先ほどまでの晴天がまるで嘘のように一面が厚い雲で覆われ始め、見る見るうちに大粒の雨を江戸の城下に落とし始めたのだ。
雨はあっというまに乾いた地面に大きな水溜りをいくつも作り上げる。
沙代の行く手に大八車が見えた。
よほど急いでいるのか、かなりの速さで向かってくる。
沙代は走りながら道の裾へと避けた。
その時、目の端に動くものを捕らえた。
みると子猫が道の真ん中で心許なさげに震えている。
大八車は気づく様子もなくずんずん走ってくる。
このままではひかれてしまう。
沙代は思うが早いか道の真ん中に飛び出した。
同時にぬかるんだ道に足をとられ、道の真ん中で子猫に覆いかぶさるように転んだ。
「あぶねえ!」
大八車の男たちが止まろうと踏ん張った。
車輪が沙代の寸前でようやくとまった。
「ば、馬鹿やろう。気をつけやがれっ」
泥を被った沙代の頭の上から怒鳴る。
大八車は沙代を振り返りながら去っていった。
「あ~あ」
せっかくおろしたばかりの着物も、沙代の16になる愛らしい顔も泥水でぐしょぐしょだ。

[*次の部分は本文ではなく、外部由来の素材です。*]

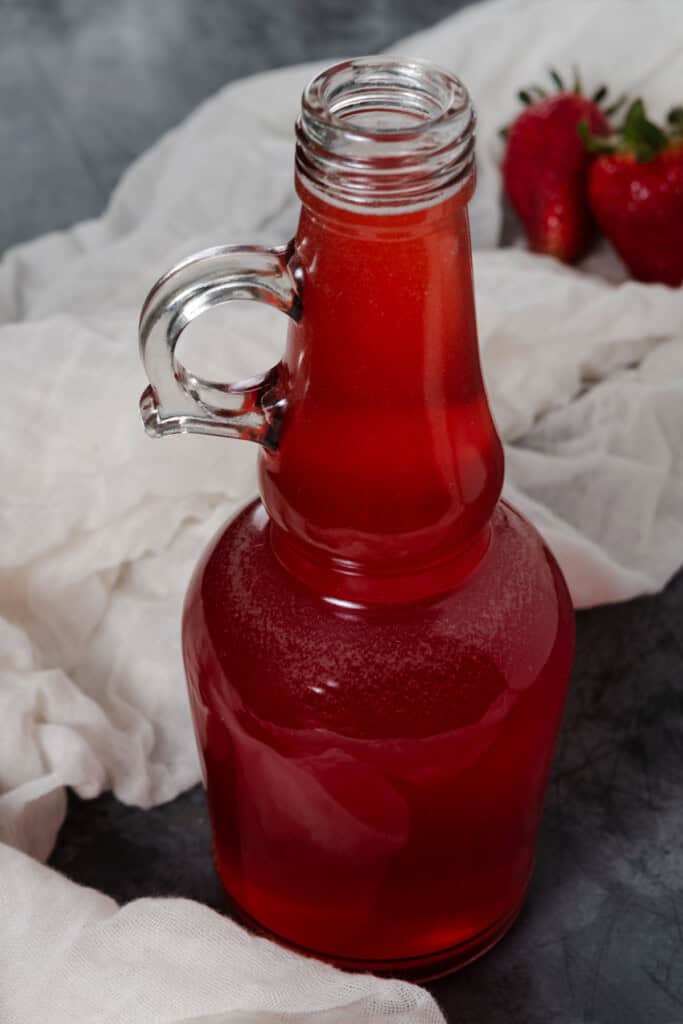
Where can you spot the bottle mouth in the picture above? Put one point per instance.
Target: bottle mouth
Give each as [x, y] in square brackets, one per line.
[385, 134]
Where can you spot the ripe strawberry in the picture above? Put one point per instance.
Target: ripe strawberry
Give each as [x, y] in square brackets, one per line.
[636, 194]
[546, 168]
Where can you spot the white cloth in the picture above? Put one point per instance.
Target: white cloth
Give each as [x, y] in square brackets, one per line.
[99, 526]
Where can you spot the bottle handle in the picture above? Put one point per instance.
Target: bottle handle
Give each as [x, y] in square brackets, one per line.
[176, 400]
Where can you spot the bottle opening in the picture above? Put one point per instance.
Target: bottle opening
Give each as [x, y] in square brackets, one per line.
[386, 134]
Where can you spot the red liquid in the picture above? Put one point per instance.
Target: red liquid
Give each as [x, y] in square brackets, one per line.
[377, 719]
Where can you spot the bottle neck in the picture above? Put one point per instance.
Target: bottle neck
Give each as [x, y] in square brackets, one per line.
[388, 465]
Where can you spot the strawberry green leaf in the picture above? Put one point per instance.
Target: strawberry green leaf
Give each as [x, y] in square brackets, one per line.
[557, 79]
[594, 143]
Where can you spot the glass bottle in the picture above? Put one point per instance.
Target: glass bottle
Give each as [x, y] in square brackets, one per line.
[378, 649]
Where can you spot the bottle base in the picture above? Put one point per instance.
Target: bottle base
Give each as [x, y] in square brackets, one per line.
[418, 969]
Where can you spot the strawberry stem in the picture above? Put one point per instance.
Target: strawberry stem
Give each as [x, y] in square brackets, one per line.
[615, 105]
[557, 79]
[594, 143]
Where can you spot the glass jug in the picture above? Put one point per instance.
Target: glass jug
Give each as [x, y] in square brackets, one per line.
[378, 650]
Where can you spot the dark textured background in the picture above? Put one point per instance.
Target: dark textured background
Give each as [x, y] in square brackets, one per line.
[85, 85]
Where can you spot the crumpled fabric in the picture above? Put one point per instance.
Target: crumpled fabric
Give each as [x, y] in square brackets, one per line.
[99, 526]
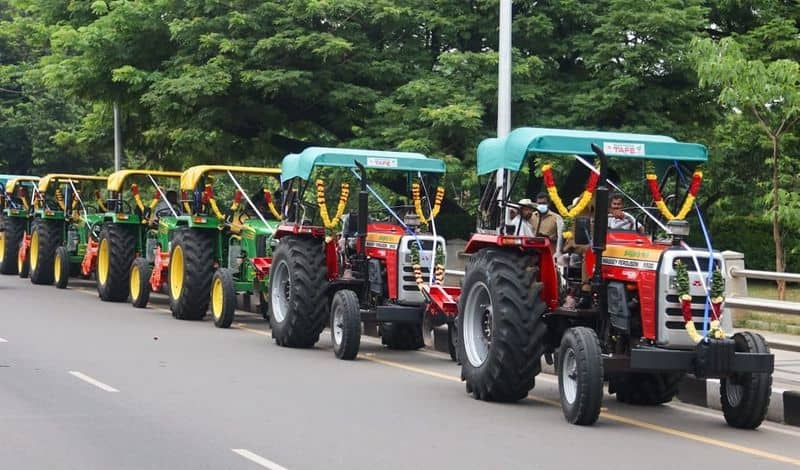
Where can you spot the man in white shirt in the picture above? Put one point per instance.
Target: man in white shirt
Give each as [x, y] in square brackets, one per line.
[522, 220]
[617, 218]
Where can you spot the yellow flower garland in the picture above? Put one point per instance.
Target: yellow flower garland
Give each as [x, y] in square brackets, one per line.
[437, 205]
[323, 207]
[586, 196]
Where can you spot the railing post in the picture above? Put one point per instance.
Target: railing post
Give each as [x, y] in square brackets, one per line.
[735, 286]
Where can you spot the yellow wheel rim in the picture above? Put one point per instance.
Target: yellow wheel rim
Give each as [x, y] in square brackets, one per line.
[34, 250]
[102, 261]
[57, 268]
[176, 272]
[216, 298]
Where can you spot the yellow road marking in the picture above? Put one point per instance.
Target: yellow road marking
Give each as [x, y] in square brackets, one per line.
[614, 417]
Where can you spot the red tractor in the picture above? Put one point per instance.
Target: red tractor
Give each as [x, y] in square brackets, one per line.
[379, 268]
[650, 296]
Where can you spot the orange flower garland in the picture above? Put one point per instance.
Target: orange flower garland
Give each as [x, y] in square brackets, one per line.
[586, 197]
[323, 207]
[694, 187]
[437, 205]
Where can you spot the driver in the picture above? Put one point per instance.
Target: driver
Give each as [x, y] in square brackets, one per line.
[617, 218]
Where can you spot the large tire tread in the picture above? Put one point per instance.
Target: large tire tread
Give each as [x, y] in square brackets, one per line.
[519, 333]
[754, 404]
[122, 251]
[308, 305]
[49, 232]
[198, 255]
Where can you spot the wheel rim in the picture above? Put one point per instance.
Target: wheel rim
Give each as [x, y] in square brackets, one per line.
[34, 250]
[478, 324]
[338, 326]
[569, 376]
[103, 261]
[57, 268]
[734, 392]
[135, 283]
[216, 298]
[281, 292]
[176, 272]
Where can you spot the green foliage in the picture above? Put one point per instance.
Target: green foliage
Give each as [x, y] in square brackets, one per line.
[752, 235]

手で払おうにもその手が汚れているので拭くことすらかなわない。
かたわらで「ミイ」と鳴く声がした。
「お前。無事でよかったね」
沙代は笑顔を取り戻し猫を高々と抱き上げた。
「ひとりぼっちなの?よかったら一緒においで」
そのまま猫を胸に抱いて帰る。
その一部始終をみている者がいたことに沙代は、ついぞ気づかなかった。